[Buildroot] [PATCH 1/2] support/scripts/pkg-stats: add support for CVE reporting

Thomas Petazzoni thomas.petazzoni at bootlin.com
Tue Feb 4 21:52:30 UTC 2020


This commit extends the pkg-stats script to grab information about the
CVEs affecting the Buildroot packages.

To do so, it downloads the NVD database from
https://nvd.nist.gov/vuln/data-feeds in JSON format, and processes the
JSON file to determine which of our packages is affected by which
CVE. The information is then displayed in both the HTML output and the
JSON output of pkg-stats.

To use this feature, you have to pass the new --nvd-path option,
pointing to a writable directory where pkg-stats will store the NVD
database. If the local database is less than 24 hours old, it will not
re-download it. If it is more than 24 hours old, it will re-download
only the files that have really been updated by upstream NVD.

Packages can use the newly introduced <pkg>_IGNORE_CVES variable to
tell pkg-stats that some CVEs should be ignored: it can be because a
patch we have is fixing the CVE, or because the CVE doesn't apply in
our case.

>From an implementation point of view:

 - The download_nvd() and download_nvd_year() function implement the
   NVD database downloading.

 - The check_package_cves() function will go through all the CVE
   reports of the NVD database, which has one JSON file per year. For
   each CVE report it will check if we have a package with the same
   name in Buildroot.

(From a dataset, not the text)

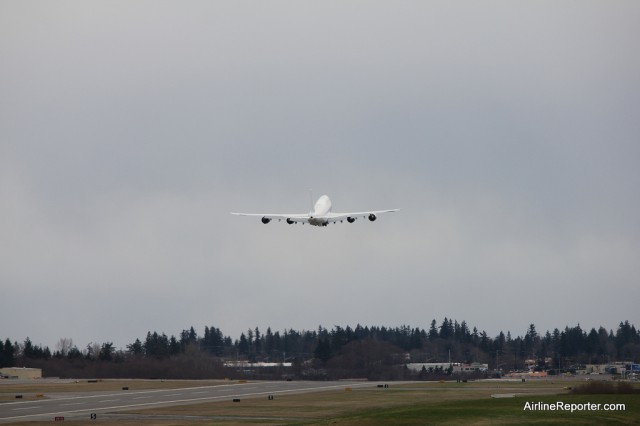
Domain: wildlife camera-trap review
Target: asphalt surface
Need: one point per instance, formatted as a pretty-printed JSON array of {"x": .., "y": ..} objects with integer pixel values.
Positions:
[{"x": 90, "y": 405}]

If we do, then
   check_package_cve_version_affected() verifies if the version in
   Buildroot is affected by the CVE.

 - The statistics are extended with the total number of CVEs, and the
   total number of packages that have at least one CVE pending.

 - The HTML output is extended with these new details. There are no
   changes to the code generating the JSON output because the existing
   code is smart enough to automatically expose the new information.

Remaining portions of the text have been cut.